AI News May 2026: Qwen 3.7, Gemini 3.5 Flash, DeepSeek V4 Price Cut & Everything That Shipped This Month
AI News May 2026: Qwen 3.7, Gemini 3.5 Flash, DeepSeek V4 Price Cut & Everything That Shipped This Month
TL;DR: May 2026 was quietly one of the biggest months in AI this year. Alibaba previewed Qwen 3.7-Max (the strongest Chinese model on public leaderboards), Google shipped Gemini 3.5 Flash at I/O, DeepSeek made its V4-Pro 75% discount permanent, Cursor released a frontier-grade in-house model (Composer 2.5), and xAI launched Grok Build CLI beta. Here's what actually matters for developers, builders, and power users.
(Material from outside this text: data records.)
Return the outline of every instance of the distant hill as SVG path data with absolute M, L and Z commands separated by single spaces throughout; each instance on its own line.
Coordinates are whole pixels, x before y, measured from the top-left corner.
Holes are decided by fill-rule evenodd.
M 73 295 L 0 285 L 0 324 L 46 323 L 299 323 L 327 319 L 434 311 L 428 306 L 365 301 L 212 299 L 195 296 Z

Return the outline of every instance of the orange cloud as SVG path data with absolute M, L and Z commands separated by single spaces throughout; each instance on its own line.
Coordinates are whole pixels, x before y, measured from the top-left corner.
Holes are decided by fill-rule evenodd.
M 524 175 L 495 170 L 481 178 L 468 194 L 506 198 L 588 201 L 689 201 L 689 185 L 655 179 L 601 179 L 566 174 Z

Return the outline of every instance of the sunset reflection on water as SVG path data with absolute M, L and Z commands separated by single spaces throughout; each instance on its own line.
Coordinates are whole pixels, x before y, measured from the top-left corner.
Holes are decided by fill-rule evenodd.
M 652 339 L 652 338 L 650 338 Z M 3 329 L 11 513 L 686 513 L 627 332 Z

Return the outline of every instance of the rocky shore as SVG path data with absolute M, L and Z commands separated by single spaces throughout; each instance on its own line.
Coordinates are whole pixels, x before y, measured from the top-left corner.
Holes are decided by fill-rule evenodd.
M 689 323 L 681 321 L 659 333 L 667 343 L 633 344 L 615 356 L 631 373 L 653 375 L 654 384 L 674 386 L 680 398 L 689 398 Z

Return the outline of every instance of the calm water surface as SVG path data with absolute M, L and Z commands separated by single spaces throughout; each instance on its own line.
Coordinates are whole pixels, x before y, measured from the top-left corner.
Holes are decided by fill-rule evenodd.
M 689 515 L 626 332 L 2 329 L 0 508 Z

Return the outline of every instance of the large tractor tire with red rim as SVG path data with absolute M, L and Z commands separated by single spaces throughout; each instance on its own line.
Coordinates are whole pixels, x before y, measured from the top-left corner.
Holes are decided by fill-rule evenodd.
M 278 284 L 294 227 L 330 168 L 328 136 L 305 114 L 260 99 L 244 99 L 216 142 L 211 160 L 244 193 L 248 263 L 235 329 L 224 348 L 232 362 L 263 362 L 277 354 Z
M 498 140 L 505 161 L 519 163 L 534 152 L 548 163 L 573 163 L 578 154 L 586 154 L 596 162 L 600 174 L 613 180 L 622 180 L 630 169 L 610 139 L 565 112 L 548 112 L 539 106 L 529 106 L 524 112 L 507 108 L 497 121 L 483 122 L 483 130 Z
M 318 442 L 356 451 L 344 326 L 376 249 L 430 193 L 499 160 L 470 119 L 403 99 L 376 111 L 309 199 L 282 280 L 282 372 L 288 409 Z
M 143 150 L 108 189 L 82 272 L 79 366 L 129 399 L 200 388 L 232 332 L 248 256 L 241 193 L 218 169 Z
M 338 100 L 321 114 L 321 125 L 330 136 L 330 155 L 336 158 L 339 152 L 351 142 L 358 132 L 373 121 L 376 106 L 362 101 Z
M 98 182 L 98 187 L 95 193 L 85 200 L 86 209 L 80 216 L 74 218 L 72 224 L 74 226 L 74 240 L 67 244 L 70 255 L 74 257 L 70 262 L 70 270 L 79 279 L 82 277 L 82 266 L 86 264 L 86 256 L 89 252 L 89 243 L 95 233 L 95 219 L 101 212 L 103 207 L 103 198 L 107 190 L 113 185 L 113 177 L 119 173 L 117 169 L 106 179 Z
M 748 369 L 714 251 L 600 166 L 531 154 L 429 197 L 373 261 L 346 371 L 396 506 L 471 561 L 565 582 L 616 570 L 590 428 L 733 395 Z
📅 May 2026 Release Timeline at a Glance
| Date | Release | Type |
|---|---|---|
| May 13 | Cursor 3.4 | Tooling |
| May 14 | Ollama 0.24 | Tooling |
| May 14 | Grok Build CLI (beta) | Tooling |
| May 14 | Anthropic billing split announcement | Policy |
| May 18 | Composer 2.5 (Cursor's in-house model) | Model |
| May 19 | Gemini 3.5 Flash | Model |
| May 20 | Qwen 3.7-Max-Preview | Model |
| May 22 | DeepSeek V4-Pro permanent price cut | Pricing |
🏆 Frontier Model Releases
Qwen 3.7-Max-Preview (Alibaba, May 20)
Alibaba announced Qwen 3.7-Max at the Apsara Cloud Summit in Hangzhou on May 20. The preview variant had already been live on LMSys Chatbot Arena for a week as qwen3.7-max-preview.
Key specs:
- Context window: 1 million tokens with extended-thinking mode
- Benchmarks: Elo 1,475 on LM Arena (#13 overall), #7 on Math, #10 on Coding
- Agentic capability: Alibaba demoed a 35-hour autonomous run chaining over 1,000 tool calls without measurable degradation
- Pricing: $2.50 / $7.50 per 1M tokens (input / output) on OpenRouter
- Status: Preview only; the flagship Max variant is closed-weight
Why it matters: Qwen 3.7-Max is now the strongest Chinese closed-weight model on public leaderboards, but the open-weight release everyone wants is still pending.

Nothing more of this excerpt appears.